Ceux qui voient dans la croissance économique la clé des problèmes actuels devraient ainsi réviser leurs positions, s'il faut en croire M. Beaud, qui disséquait déjà l'échec de la politique économique du gouvernement socialiste de François Mitterrand, fondée sur la relance de l'activité économique, dans un livre publié en 1983, Le Mirage de la gauche. Il est facile de faire miroiter la croissance comme solution à tous nos maux, mais cela permet surtout d'éviter de poser la question à ses yeux fondamentale.

«Chaque société doit trouver en elle-même le mélange de sacrifices, de compromis, de recherche de l'équité qui permet de faire une place à chacun. Il s'agit de savoir si on est prêt à accepter qu'une partie de la population ne trouve pas vraiment sa place dans la société. Je crois que dans l'après-guerre, il y avait ce souci de donner sa place à chacun dans la société. Mais ce compromis est abandonné depuis quelques années et il n'y en a aucun qui se dessine à l'horizon. Il n'est pas étonnant, et dans cette perspective, que chaque groupe se replie sur la défense de ses seuls intérêts.»

La mobilisation totale
Contrairement à d'autres économistes, Michel C Beaud n'a pas de solutions miracles à proposer pour sortir d'une crise qui n'en finit plus de durer. Et il ne croit pas aux recettes qui font l'économie de la dimension éthique de nos problèmes actuels.

«En schématisant, on peut dire que tout va à vau-l'eau en ce moment. Les politiciens n'ont pas de projets, ils gèrent en fonction des élections au mieux, des sondages au pire. Je crois que ma génération [il a 61 ans] a souvent manqué de responsabilités. Mais il ne faut pas que les jeunes générations se laissent aller aux fatalités.»
Pour conjurer les dangers les plus graves auxquels nous sommes aujourd'hui confrontés, l'économiste jadis conseiller du courant de Jean-Pierre Chevènement au sein du Parti socialiste français, lors de la prise du pouvoir de 1981, croit qu'il faut d'abord bien circonscrire quatre ou cinq grands problèmes.
A ses yeux, cela s'imposent assez clairement: l'inégalité des richesses à l'échelle mondiale, l'apartheid entre riches et pauvres à l'intérieur des frontières nationales, les dégâts croissants causés à l'environnement et la déliquescence de la cohésion sociale.
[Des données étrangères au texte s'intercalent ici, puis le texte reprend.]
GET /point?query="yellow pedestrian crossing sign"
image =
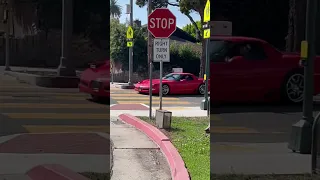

«Une fois les problèmes identifiés, on doit faire comme si c'était la guerre. A l'occasion d'une guerre, en l'espace de quelques mois, on peut mobiliser 40% des ressources pour fabriquer des bombes, des obus, des fusils, des trucs pour tuer et détruire. Est-ce qu'on n'est pas capable de mobiliser ces ressources, y compris scientifiques et techniques, pour nous aider à résoudre les grands problèmes identifiés? La question est au fond très simple. Elle consiste à savoir si on aura un monde humain ou soit inhumain, soit très largement détruit.»
Cette mobilisation collective, qui permettrait de donner un projet aux jeunes adultes, n'exige finalement qu'une chose: la volonté collective de bouger, en refusant tout fatalisme. «Il y a toute une gamme de moyens d'actions qui existent déjà, mais il faut d'abord prendre la décision de changer les choses.»
Bien qu'il souligne la gravité des problèmes, Michel Beaud refuse en effet de baisser les bras. Même s'il sait que rien ne peut garantir une amélioration sensible de la situation. «Je ne suis ni optimiste, ni pessimiste. je suis cependant très inquiet. Mais je me dis que jusqu'à maintenant, l'humanité a à peu près toujours su surmonter les obstacles auxquels elle était confrontée. Pourquoi ne pourrait-elle pas le faire encore aujourd'hui?»